Лучше присоединиться к организованной группе паломников.

----------


## Сёма

Спасибо, Мадана Мохана прабху! А вы могли бы поделиться контактами организаторов поездки?

----------


## Madana-mohana das IDS

Мы с вами живем в разных концах страны, поэтому я не обладаю информацией о том какие группы едут из вашего города.
Поспрашивайте у местных вайшнавов.

----------


## Сёма

ладно, поспрашиваю у местных. но не вижу разницы через кого бронировать жильё  :doom:

----------


## Лакшалата бхакти деви даси

> ладно, поспрашиваю у местных. но не вижу разницы через кого бронировать жильё


"(Town) Yaroslavl" <yaroslavl@cis.pamho.net> напишите Рамананда Райу прабху, он организатор групповых поездок.
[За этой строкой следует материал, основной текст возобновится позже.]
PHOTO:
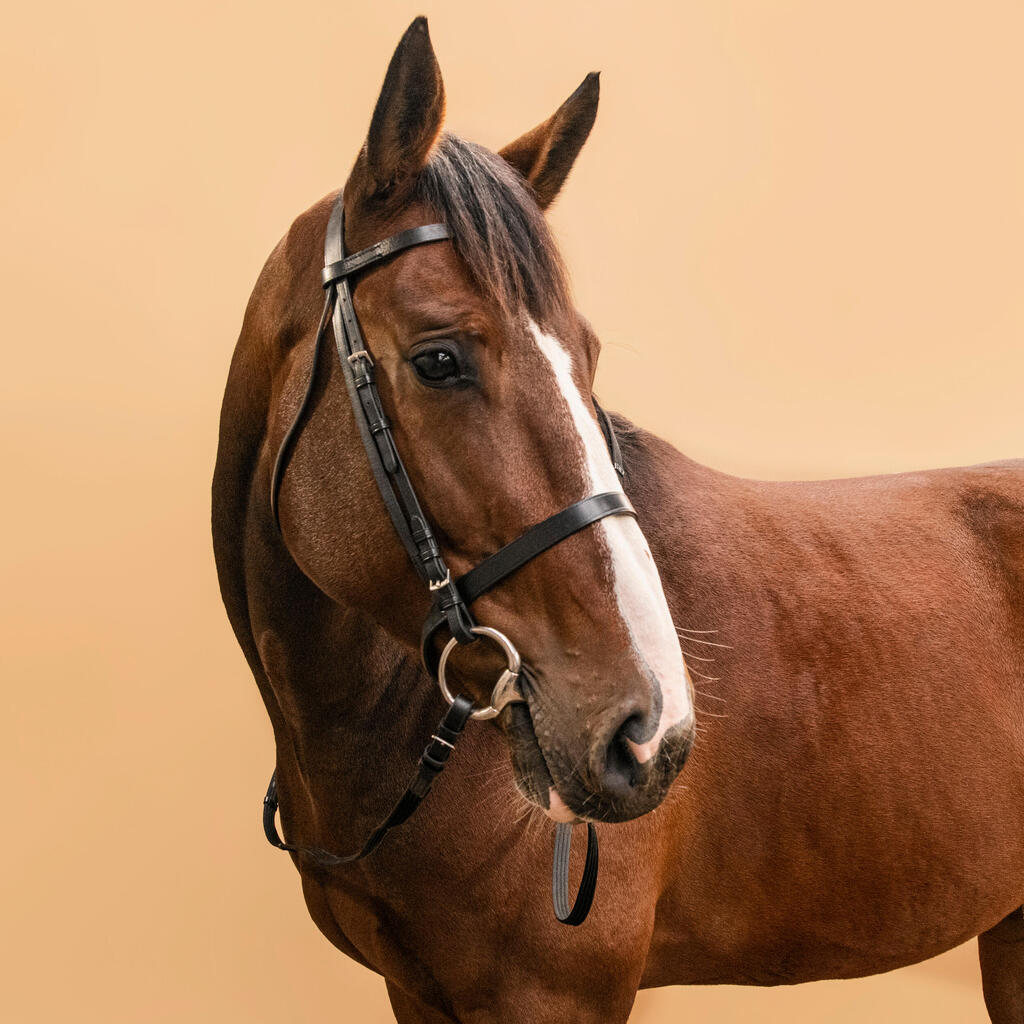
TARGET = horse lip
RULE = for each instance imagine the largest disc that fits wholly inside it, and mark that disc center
(530, 767)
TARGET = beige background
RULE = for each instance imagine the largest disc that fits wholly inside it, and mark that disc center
(830, 201)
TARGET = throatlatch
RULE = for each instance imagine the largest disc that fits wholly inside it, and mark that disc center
(451, 598)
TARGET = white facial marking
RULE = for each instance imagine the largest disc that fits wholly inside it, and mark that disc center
(557, 809)
(638, 587)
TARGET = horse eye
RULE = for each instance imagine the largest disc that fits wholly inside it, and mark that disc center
(436, 367)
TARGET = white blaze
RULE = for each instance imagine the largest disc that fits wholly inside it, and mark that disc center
(638, 587)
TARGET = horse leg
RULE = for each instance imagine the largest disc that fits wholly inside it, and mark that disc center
(1000, 950)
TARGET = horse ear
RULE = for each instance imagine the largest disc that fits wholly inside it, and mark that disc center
(546, 155)
(407, 120)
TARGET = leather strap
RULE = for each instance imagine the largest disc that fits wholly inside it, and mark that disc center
(513, 556)
(432, 763)
(560, 876)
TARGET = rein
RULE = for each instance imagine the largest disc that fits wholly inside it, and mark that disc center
(451, 598)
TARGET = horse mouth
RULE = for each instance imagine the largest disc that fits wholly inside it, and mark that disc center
(573, 799)
(529, 768)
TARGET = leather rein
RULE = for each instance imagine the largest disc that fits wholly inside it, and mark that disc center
(451, 598)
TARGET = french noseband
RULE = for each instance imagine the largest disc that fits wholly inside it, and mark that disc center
(451, 599)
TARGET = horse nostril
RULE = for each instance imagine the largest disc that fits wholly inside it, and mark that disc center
(621, 768)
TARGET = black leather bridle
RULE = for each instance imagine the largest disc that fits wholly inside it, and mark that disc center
(451, 598)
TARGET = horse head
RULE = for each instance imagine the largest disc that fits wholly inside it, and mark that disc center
(485, 370)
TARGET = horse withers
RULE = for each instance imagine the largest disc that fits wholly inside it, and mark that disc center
(858, 807)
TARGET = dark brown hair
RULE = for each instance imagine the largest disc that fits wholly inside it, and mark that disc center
(497, 227)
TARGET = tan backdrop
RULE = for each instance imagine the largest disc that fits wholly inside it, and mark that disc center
(832, 198)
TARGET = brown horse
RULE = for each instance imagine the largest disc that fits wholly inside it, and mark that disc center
(855, 801)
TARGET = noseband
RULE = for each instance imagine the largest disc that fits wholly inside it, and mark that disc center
(451, 599)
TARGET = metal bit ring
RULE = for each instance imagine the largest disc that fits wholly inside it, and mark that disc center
(504, 691)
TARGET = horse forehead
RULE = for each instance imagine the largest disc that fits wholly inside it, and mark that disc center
(427, 284)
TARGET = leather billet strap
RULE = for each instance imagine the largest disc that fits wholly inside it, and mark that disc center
(432, 763)
(357, 368)
(576, 914)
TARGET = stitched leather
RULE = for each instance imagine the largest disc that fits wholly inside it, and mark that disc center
(347, 265)
(560, 876)
(516, 554)
(431, 764)
(452, 599)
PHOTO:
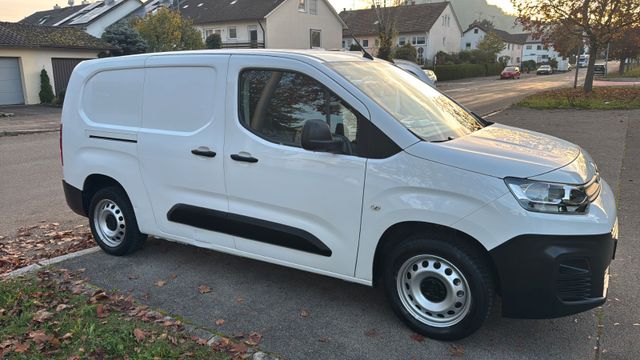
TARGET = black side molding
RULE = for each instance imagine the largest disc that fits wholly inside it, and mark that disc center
(112, 138)
(74, 199)
(248, 227)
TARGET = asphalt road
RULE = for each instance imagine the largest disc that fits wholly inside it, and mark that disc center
(489, 94)
(348, 321)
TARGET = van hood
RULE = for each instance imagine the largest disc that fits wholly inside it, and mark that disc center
(503, 151)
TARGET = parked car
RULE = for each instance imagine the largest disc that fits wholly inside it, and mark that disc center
(544, 70)
(599, 69)
(510, 72)
(427, 76)
(343, 166)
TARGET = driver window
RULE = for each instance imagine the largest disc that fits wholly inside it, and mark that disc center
(276, 104)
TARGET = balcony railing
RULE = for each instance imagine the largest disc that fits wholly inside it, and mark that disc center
(243, 45)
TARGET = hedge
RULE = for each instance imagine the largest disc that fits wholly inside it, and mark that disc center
(461, 71)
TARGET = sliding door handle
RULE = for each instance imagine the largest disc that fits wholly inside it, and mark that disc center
(203, 151)
(249, 159)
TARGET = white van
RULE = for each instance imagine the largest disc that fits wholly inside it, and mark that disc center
(333, 163)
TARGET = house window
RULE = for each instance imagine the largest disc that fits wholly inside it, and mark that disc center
(233, 34)
(313, 7)
(419, 40)
(315, 39)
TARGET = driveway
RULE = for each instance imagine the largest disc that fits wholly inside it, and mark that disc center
(349, 321)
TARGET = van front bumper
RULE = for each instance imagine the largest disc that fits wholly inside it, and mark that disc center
(547, 276)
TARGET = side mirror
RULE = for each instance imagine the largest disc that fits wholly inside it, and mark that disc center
(316, 136)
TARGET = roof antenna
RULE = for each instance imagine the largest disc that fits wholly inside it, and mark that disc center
(365, 54)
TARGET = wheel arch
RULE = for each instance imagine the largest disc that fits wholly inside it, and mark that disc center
(402, 230)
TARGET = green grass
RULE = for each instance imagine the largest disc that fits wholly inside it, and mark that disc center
(633, 73)
(87, 334)
(601, 98)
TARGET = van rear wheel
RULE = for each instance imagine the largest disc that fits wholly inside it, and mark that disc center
(113, 222)
(439, 286)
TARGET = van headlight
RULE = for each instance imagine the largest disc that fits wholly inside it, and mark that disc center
(553, 198)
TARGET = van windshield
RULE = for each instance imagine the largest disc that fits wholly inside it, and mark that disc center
(419, 107)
Может быть, еще успеете  :smilies: .

----------


## Лакшалата бхакти деви даси

> "(Town) Yaroslavl" <yaroslavl@cis.pamho.net> напишите Рамананда Райу прабху, он организатор групповых поездок. Может быть, еще успеете .


  Прошу прощения, несколько дней, как адрес поменялся: ramananda_raya@mail.ru

----------